As we gather and share our posters, sign the card on the yellow roses, listen to speakers, greet our sisters and brothers brought together by a common struggle, heart ache and sorrow we give each other strength, courage, hope and an overwhelming sense of peace; we will not be silent, we will raise our collective voices to save lives.
There was a moment during the march when a speaker acknowledged those of us who were wearing green shirts and asked that others reach out and give us a hug. I was overwhelmed by the number of people who came up to me to give a hug; overwhelmed and moved, a complete sense of shared deep caring and concern; I was embraced by love and understanding. A collective shared loss, very moving and healing.
As the sun set and our candles were lit in remembrance, a sense of purpose, hope and shared commitment filled the lawn and we all dispersed into the night feeling forever changed and forever impacted by the stories, the words of Patrick Kennedy giving us a sense of collective power that an influential colleague cared enough to break the silence of secrecy to say, “NO more”; mental illness is a national issue and it should be treated with the same dignity that all other major health issues are treated. This powerful speech gave us all a sense of sincere understanding and caring about the issues associated with ED and the importance of why we were there. Our purpose and need to have our concerns heard was acknowledged and validated; we all left feeling a sense of accomplishment and inspired for lobbying the next day. There was a common sense of purpose, a reason to come from all across the country to say change must happen, no one should die from ED, not one should suffer for years and years; recovery is the answer.

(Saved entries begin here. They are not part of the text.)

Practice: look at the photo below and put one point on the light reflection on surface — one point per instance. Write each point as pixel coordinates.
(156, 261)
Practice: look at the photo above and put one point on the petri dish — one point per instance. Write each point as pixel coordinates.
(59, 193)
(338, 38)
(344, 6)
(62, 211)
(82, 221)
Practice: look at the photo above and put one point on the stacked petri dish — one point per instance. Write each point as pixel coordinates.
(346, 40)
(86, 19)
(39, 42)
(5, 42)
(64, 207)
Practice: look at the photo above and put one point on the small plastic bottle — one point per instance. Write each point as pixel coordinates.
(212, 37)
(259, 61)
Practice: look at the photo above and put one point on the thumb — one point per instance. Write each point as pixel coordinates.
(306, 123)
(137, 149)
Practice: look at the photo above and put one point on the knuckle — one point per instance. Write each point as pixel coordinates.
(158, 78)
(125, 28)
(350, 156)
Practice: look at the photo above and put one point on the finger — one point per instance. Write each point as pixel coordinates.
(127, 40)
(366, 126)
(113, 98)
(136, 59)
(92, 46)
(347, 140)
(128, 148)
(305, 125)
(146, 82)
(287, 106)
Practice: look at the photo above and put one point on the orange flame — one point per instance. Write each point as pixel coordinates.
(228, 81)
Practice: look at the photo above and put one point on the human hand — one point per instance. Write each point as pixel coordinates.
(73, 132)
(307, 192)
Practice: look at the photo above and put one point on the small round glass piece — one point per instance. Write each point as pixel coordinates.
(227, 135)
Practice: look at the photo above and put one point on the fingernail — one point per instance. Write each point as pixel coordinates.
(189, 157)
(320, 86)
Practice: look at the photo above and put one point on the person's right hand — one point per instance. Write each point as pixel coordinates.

The MOM March 2015: a powerful and amazing experience that has inspired me to continue to fight for those we have lost and for those who struggle. For me, it is a sense of fighting for my daughter and all the sons and daughters, moms, fathers, sisters and brothers around the world who are impacted by ED and the devastating ripple effect that is left in its wake. Recovery is the only answer. ED is a treatable illness, no one should die.